Endüstriyel mutfak sektörünü ‘Güç Birliği’ büyütecek
2,2 milyar dolar dış ticaret fazlasıyla ülke ekonomisine katkı yapan Türkiye endüstriyel mutfak sektörü, üretim gücü ve teknolojisiyle iç pazarda da tüm ihtiyaçlara karşılık veriyor. TUSİD Yönetim Kurulu Başkanı Güçlü Kaplangı, gerçekleştirdikleri ve önümüzdeki dönemde genişletecekleri yeni iş birlikleriyle sektörü daha da büyütmek istediklerini belirtiyor.
Reklam
Özgür KARABOĞA
Endüstriyel Mutfak, Çamaşırhane, Servis ve İkram Ekipmanları Sanayicileri ve İş adamları Derneği (TUSİD) Yönetim Kurulu Başkanı Güçlü Kaplangı, Türkiye'nin üretim gücü ve markalaşan sektörüyle endüstriyel mutfakta 5 ekol ülke arasında olduğuna dikkat çekiyor. Tasarım ve teknolojisiyle iç pazarın tüm ihtiyaçlarına cevap veren endüstriyel mutfak sektörünün 2021 yılında 2,2 milyar dolar dış ticaret fazlası verdiğini vurgulayan Kaplangı, "Endüstriyel mutfak üretiminde dünyanın önde gelen sanayileşmiş ülkelerini geride bıraktık.
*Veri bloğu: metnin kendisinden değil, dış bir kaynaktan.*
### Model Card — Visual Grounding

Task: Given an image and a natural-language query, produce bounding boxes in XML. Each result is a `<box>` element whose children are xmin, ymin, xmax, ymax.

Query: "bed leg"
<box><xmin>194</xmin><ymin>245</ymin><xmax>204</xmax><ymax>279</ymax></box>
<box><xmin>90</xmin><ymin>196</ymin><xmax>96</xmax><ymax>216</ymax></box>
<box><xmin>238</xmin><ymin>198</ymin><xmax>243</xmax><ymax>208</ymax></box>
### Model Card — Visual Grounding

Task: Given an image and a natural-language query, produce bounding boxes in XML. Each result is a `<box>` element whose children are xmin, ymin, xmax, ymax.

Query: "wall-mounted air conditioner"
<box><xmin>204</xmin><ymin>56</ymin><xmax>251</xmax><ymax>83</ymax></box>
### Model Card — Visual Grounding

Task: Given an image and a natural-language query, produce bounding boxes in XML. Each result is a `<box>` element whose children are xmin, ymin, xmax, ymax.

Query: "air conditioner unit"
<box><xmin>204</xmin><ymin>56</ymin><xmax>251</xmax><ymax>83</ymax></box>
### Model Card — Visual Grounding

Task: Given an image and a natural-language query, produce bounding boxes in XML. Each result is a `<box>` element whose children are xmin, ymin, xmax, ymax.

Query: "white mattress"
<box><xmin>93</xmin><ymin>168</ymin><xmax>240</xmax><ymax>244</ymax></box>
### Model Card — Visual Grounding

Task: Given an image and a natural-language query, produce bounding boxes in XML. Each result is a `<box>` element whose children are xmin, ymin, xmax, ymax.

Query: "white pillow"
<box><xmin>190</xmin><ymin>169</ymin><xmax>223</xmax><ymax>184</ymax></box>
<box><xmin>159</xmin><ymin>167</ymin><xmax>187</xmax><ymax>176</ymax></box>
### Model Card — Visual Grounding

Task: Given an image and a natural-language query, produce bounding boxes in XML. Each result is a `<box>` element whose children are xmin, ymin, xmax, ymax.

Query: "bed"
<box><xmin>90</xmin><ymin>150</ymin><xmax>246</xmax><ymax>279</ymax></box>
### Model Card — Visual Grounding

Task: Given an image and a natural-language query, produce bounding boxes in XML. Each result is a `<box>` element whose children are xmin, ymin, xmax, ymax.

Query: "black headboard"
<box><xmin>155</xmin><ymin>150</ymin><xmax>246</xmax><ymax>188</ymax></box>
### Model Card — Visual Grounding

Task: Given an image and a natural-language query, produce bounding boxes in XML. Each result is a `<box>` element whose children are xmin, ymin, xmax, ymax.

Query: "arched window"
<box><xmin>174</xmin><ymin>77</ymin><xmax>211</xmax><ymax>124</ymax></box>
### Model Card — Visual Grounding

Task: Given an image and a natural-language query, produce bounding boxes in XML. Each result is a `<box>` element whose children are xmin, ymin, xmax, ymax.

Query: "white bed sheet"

Sektörümüz her yıl ortalama yüzde 10 büyüyerek, Avrupa'nın 2'nci büyük endüstriyel mutfak ekipmanları üreticisi haline gelmeyi başarmıştır" ifadelerini kullanıyor.
Güçlü Kaplangı: “TUSİD’in gücünü ve etkisini bilen bir sosyal çevre yarattık”
Endüstriyel mutfak ekipmanları sektörünün temsilcisi olarak diğer sivil toplum kuruluşlarıyla ve kamu kurumlarıyla olan ilişkilere büyük önem verdiklerini anlatan Güçlü Kaplangı, “Bu ilişkilerimiz özellikle son 5 yıl içinde ivme kazandı. Dernek olarak, endüstriyel mutfak, çamaşırhane ve servis ekipmanları üreticilerinin bir şekilde iltisaklı olduğu ve kesişen kümelerin içinde bulunduğu STK’larla ciddi ilişkilere girmek üzere bir strateji belirledik. Aralarında DEİK, İSO, İTO, İDDMİB, ETÜDER, ZÜCDER’in de bulunduğu yaklaşık 35 STK ile ilişkiler kurup birebir görüşmeler sağladık. Kurduğumuz ilişkilerin bize sonuç odaklı çok büyük faydası oldu; çünkü diğer sektörlerle sorunlarımızın hemen hemen aynı olduğunu gördük. Bu temaslar sayesinde sorunlarımızı daha gür bir sesle dile getirerek ortak çözümler arama şansı buluyoruz. Bundan da son derece memnunuz. TUSİD’in gücünü, etkisini, amacını ve büyüklüğünü bilen bir sosyal çevre yaratmanın da mutluluğu içindeyiz” diyor.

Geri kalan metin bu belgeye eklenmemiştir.